Solaris Tunable Parameters Reference Manual

UFS

bufhwm

Description

Maximum amount of memory for caching I/O buffers. The buffers are used for writing file system metadata (superblocks, inodes, indirect blocks, and directories). Buffers are allocated as needed until the amount to be allocated would exceed bufhwm. At this point, enough buffers are reclaimed to satisfy the request.

For historical reasons, this parameter does not require the ufs: prefix.

Data Type

Signed integer

Default

2% of physical memory

Range

80 Kbytes to 20% of physical memory

Units

Kbytes

Dynamic?

No. Value is used to compute hash bucket sizes and is then stored into a data structure that adjusts the value in the field as buffers are allocated and deallocated. Attempting to adjust this value without following the locking protocol on a running system can lead to incorrect operation.

Validation

If bufhwm is less than 80 Kbytes or greater than the lesser of 20% of physical memory or twice the current amount of kernel heap, it is reset to the lesser of 20% of physical memory or twice the current amount of kernel heap. The following message appears on the system console and in the /var/adm/messages file.

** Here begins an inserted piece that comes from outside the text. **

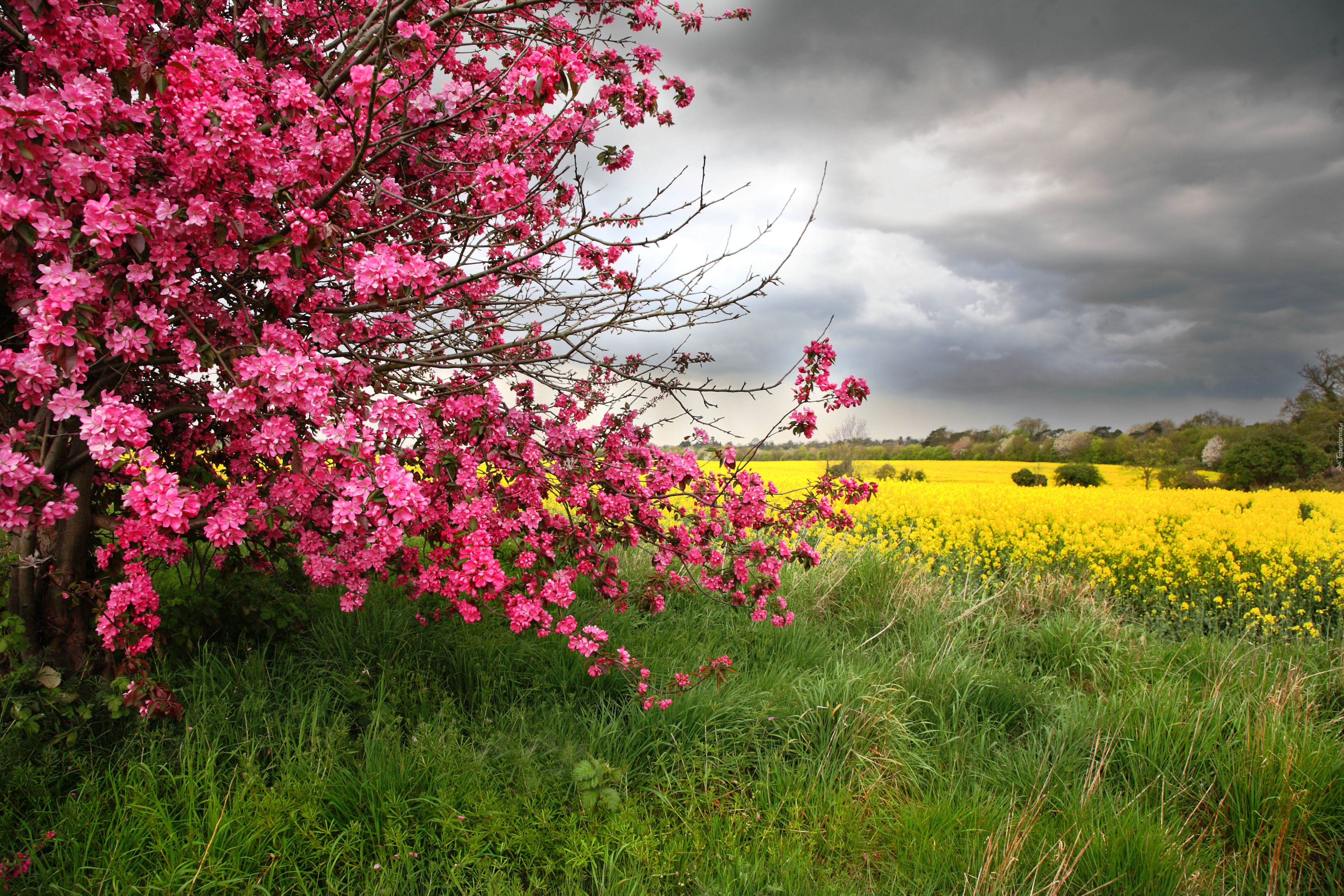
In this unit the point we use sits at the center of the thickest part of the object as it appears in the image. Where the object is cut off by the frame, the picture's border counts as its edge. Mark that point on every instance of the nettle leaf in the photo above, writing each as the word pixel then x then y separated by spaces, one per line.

"binit: bufhwm out of range (value attempted). Using N."

Value attempted refers to the value entered in /etc/system or by using the kadb -d command. N is the value computed by the system based on available system memory.

When to Change

Since buffers are only allocated as they are needed, the overhead from the default setting is the allocation of a number of control structures to handle the maximum possible number of buffers. These structures consume 52 bytes per potential buffer on a 32–bit kernel and 104 bytes per potential buffer on a 64–bit kernel. On a 512 Mbyte 64–bit kernel this consumes 104*10144 bytes, or 1 Mbyte. The header allocations assumes buffers are 1 Kbyte in size, although in most cases, the buffer size is larger.

The amount of memory, which has not been allocated in the buffer pool, can be found by looking at the bfreelist structure in the kernel with a kernel debugger. The field of interest in the structure is bufsize, which is the possible remaining memory in bytes. Looking at it with the buf macro by using mdb:


# mdb -k
Loading modules: [ unix krtld genunix ip nfs ipc ]
> bfreelist$<buf
bfreelist:
[ elided ]
bfreelist + 0x78:	bufsize			[ elided ]
				 	      75734016

bufhwm on this system, with 6 Gbytes of memory, is 122277. It is not directly possible to determine the number of header structures used since the actual buffer size requested is usually larger than 1 Kbyte. However, some space might be profitably reclaimed from control structure allocation for this system.

The same structure on the 512 Mbyte system shows that only 4 Kbytes of 10144 Kbytes has not been allocated. When the biostats kstat is examined with kstat -n biostats, it is seen that the system had a reasonable ratio of buffer_cache_hits to buffer_cache_lookups as well. This indicates that the default setting is reasonable for that system.

Commitment Level

Unstable

ndquot

Description

Number of quota structures for the UFS file system that should be allocated. Relevant only if quotas are enabled on one or more UFS file systems. Because of historical reasons, the ufs: prefix is not needed.

Data Type

Signed integer

Default

((maxusers x 40) / 4) + max_nprocs

Range

0 to MAXINT

Units

Quota structures

Dynamic?

No

Validation

None. Excessively large values hang the system.

When to Change

When the default number of quota structures is not enough. This situation is indicated by the following message displayed on the console or written in the message log.


dquot table full
Commitment Level

Unstable

ufs_ninode

Description

Number of inodes to be held in memory. Inodes are cached globally (for UFS), not on a per-file system basis.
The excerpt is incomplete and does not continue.